Le Défenseur des droits
Jacques Toubon, à l'Elysée, le 30 janvier 2018Ludovic MARIN

Le Défenseur des droits Jacques Toubon a dit jeudi "espérer que le gouvernement prendra des dispositions" sur l'usage des lanceurs de balles de défense (LBD), utilisés par les forces de l'ordre notamment lors des manifestations de "gilets jaunes", "devant l'évidence aujourd'hui de (leur) dangerosité".

L'utilisation de ces armes dites de force intermédiaire, notamment le LBD 40x46, est au cœur de polémiques ces dernières semaines après que de nombreux manifestants ont été blessés, parfois grièvement au visage, lors des rassemblements de "gilets jaunes".

M. Toubon avait préconisé, dans un rapport remis le 10 janvier 2018, l'interdiction de l'usage des lanceurs de balle de défense (LBD) dans le cadre du maintien de l'ordre en raison de leur "dangerosité" et des "risques disproportionnés" qu'ils font courir.

"Nous avons déterminé, à partir des cas qui nous sont soumis, que l'usage des LBD 40x46 pouvait présenter une grande dangerosité. Nous avons demandé un moratoire, nous avons demandé que tout ça soit réétudié. Je l'ai encore fait dans un rapport déposé il y a un an", a rappelé Jacques Toubon sur RTL.

"J'espère que devant l'évidence aujourd'hui de la dangerosité de ces armes de forces intermédiaires le gouvernement prendra des dispositions", a-t-il ajouté.

Selon des chiffres annoncés la veille, douze des 25 saisines (dont certaines collectives) enregistrées par le Défenseur des droits depuis le début de la contestation des "gilets jaunes" évoquent des tirs de balles de défense.

Selon une source policière, sur la seule journée d'action du 12 janvier, au moins 5 manifestants ont été grièvement blessés "vraisemblablement" par des tirs de LBD.

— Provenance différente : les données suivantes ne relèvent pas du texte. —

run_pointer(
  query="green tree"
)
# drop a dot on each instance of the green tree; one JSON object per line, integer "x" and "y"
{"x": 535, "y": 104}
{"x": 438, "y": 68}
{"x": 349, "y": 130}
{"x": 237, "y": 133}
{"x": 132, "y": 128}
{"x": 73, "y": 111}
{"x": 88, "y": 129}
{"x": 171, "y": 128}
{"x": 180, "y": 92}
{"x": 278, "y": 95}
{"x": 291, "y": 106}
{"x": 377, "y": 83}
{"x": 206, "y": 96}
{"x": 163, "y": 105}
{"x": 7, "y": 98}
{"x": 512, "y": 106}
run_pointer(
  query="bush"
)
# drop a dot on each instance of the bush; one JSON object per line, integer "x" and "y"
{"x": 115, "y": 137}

Dans une note obtenue mercredi par l'AFP, le directeur général de la police nationale (DGPN) Eric Morvan juge globalement justifié le recours aux LBD au cours des récentes mobilisations, mais a rappelé que leur utilisation doit être proportionnée et que le tir doit viser "exclusivement le torse ainsi que les membres supérieurs ou inférieurs".

D'après le décompte du service de fact-checking de Libération, qui s'appuie sur les travaux du collectif militant "Désarmons-les", au moins 69 "gilets jaunes" ou journalistes ont été blessés par des tirs de LBD depuis le début de la mobilisation et au moins 14 d'entre eux ont perdu l'usage d'un œil.

Début décembre, 200 personnalités avaient appelé à interdire "immédiatement" l'usage de ces fusils d'épaule à un coup qui projettent des balles semi-rigides de calibre 40 mm.